The Silent House has a smart premise, one that despite not being wholly original is at least a little different from many of the horrors films we see. Originally a Uruguayan film, the remake, starring Elizabeth Olsen, follows the same format, as it unfolds in what appears to be one take and real time. It follows Olsen, returning to a remote house to help do it up with her father and uncle, but once there all sorts of weirdness occurs and dark secrets are revealed. At times the novelty element becomes too overriding, but it has some strong moments and Olsen shows further acting shops beyond her tween and teen roots. Her presence also gives it a further commercial edge and widens the audience beyond the standard horror crowd. In the case of the latter, if the aficionados can move beyond their repulsion at the word “remake”, then they should be rewarded.

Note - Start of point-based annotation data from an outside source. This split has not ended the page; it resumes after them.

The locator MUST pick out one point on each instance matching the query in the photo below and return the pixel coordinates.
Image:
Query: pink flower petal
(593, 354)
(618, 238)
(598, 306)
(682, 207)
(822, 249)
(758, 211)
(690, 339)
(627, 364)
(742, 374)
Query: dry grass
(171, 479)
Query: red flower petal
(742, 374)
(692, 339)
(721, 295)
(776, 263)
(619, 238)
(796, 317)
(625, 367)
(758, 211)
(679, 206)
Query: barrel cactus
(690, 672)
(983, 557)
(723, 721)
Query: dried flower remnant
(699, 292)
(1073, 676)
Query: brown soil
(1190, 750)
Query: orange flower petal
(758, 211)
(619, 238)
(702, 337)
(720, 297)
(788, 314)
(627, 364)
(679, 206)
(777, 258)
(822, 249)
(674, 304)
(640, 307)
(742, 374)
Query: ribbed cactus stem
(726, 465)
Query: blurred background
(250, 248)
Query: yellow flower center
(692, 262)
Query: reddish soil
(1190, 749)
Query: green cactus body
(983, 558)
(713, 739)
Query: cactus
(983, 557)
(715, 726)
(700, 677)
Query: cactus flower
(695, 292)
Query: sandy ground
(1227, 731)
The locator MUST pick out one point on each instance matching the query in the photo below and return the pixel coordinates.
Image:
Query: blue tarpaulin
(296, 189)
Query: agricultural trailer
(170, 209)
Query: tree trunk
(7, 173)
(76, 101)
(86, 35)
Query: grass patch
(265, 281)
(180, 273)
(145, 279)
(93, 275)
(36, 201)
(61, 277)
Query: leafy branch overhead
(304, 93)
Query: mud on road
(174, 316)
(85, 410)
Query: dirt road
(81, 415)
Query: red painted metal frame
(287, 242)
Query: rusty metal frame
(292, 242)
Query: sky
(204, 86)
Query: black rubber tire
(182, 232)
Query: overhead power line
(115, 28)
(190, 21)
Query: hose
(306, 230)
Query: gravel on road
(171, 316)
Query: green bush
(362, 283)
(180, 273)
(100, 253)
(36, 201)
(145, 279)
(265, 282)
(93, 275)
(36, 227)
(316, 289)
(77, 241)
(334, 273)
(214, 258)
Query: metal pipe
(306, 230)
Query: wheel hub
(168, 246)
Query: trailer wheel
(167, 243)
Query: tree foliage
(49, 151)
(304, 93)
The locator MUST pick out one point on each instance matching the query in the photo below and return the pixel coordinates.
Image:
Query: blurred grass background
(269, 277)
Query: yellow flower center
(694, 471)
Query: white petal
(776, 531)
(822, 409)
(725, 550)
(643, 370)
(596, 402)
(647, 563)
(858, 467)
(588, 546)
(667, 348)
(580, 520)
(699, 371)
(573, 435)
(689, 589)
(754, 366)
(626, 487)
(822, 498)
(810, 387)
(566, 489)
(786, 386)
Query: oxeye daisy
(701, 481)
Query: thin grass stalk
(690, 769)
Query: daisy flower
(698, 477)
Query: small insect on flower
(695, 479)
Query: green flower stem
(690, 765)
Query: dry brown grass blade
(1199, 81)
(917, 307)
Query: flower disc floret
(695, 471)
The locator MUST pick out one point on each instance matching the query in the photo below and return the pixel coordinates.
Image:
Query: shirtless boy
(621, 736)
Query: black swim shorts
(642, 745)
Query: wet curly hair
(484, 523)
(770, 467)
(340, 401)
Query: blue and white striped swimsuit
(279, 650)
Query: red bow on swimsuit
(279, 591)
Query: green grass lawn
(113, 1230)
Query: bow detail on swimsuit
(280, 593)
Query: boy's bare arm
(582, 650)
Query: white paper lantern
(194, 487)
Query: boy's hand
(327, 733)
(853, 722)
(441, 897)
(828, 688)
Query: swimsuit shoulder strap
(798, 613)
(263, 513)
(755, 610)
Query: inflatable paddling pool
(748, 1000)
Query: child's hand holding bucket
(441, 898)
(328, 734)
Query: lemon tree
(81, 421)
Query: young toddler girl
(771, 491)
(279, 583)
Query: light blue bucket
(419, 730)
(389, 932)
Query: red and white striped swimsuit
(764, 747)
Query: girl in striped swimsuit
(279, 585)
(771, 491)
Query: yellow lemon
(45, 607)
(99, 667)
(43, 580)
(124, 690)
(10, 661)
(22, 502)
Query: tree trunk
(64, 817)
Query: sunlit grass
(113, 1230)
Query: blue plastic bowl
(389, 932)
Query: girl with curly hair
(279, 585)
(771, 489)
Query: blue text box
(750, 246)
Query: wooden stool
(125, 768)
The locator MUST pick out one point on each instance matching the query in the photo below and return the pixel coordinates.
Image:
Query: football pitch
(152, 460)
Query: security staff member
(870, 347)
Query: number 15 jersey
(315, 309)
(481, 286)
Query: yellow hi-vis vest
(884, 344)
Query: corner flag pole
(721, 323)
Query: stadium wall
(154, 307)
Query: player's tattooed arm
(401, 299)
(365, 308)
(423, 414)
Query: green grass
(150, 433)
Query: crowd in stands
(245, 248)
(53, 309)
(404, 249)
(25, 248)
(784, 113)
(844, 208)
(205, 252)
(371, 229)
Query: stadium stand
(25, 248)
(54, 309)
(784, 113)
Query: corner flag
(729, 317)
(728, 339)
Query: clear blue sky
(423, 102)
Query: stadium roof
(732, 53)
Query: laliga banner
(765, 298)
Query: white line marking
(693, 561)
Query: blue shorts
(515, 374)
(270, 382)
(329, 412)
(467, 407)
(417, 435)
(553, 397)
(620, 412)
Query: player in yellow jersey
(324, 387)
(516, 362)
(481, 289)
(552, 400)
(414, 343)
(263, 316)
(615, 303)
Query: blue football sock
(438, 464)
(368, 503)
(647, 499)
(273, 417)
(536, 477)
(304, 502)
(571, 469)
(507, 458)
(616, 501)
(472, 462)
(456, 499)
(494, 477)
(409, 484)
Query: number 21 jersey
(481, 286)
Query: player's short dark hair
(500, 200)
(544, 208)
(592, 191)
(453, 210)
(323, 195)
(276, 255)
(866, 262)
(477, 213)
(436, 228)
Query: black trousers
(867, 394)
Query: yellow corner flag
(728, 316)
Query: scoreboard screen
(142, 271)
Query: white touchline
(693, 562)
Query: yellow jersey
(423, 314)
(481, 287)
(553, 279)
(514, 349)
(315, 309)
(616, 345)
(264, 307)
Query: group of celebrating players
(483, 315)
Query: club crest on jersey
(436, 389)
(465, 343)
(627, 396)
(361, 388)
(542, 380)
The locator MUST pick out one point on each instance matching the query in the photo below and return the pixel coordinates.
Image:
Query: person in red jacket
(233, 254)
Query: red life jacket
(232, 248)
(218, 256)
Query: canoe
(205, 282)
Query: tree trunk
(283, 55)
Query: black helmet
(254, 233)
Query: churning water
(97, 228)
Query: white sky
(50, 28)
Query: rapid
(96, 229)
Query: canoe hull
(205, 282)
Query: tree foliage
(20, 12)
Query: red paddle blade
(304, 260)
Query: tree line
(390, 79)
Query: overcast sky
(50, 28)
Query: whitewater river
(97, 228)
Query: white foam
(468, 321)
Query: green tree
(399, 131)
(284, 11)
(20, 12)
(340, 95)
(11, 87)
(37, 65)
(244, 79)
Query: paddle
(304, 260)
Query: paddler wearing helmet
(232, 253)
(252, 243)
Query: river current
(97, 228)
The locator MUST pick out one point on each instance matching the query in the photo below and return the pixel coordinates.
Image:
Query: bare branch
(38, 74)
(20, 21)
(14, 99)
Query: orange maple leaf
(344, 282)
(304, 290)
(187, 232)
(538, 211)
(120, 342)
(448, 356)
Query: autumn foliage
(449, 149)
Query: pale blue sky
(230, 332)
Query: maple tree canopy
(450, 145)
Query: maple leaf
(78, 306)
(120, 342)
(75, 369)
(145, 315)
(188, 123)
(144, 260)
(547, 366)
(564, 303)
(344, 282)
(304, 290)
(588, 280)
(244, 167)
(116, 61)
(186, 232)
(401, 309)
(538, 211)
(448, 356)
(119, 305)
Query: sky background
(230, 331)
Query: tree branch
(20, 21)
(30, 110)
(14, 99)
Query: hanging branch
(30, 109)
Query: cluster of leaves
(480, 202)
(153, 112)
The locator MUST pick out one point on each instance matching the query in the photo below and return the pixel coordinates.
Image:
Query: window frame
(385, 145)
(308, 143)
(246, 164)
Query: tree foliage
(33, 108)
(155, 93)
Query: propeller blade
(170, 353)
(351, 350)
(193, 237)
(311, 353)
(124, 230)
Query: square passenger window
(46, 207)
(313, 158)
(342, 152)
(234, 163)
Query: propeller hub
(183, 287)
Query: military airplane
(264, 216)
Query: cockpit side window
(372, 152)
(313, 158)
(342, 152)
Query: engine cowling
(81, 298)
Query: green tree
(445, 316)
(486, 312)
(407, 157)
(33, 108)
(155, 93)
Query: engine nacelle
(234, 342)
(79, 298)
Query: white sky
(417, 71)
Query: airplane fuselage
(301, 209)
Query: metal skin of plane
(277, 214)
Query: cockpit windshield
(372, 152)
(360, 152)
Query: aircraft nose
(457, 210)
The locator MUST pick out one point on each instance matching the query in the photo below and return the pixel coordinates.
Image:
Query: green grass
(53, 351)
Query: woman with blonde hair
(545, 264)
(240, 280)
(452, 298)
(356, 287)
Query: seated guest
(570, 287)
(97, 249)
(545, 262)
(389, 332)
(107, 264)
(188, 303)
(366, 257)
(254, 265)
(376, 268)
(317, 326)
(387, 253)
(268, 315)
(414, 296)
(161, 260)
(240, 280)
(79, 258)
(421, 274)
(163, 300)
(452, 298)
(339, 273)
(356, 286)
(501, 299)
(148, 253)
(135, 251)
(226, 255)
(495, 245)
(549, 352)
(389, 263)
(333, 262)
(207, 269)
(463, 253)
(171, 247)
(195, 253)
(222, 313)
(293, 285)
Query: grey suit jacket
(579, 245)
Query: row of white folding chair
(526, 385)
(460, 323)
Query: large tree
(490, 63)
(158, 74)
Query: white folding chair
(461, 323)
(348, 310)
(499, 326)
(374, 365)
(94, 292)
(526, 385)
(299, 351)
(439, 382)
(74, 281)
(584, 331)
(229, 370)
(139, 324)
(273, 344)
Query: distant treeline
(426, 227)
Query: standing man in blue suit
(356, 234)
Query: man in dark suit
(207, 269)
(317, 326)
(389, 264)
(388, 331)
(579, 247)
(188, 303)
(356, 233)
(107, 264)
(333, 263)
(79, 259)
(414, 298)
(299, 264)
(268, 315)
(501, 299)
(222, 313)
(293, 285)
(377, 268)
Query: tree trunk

Meanwhile, The Aggression Scale, from Anchor Bay, is a fairly novel DTV title due from Anchor Bay. It plays like a kind of ultraviolent take on Home Alone, one where real damage and real violence are inflicted upon a hapless group of ne’er do wells by some youngsters, albeit ones who aren’t cute by Macauley Culkin, these are teens with some serious issues. That Home Alone element gives the film its main selling point, but this is certainly one of the better DTV titles we’ve seen of late.

We’ll end with our favourite of the week, The Landlord. It’s an early gem from Hal Ashby, the maverick director who was at the helm for two of our favourite films, Harold And Maude and Being There. It’s been unearthed by Studiocanal, which keeps managing to dig up little gems such as this, Ashby’s debut feature. It stars a young Beau Bridges (who still looked old, even when he was in his 20s) and is a look at end of the 60s racial politics and mores in Brooklyn. Funny, inventive, sharp and with a great soundtrack, it doesn’t always hit the mark, but it shows there are still plenty of catalogue releases that have never seen the light of day waiting to be unearthed…

Our chief TV viewing over the past week has been Moone Boy, the new Chris O’Dowd starring comedy airing on Sky 1 and due from BBC Worldwide on DVD. It’s refreshing to see O’Dowd, whose stock is on the rise, eschewing the lure of Hollywood, albeit temporarily, to make a comedy set in Ireland that he not only stars in, but also helped pen. This one is only going to get better and O’Dowd’s ever-growing reputation should help it on its October release.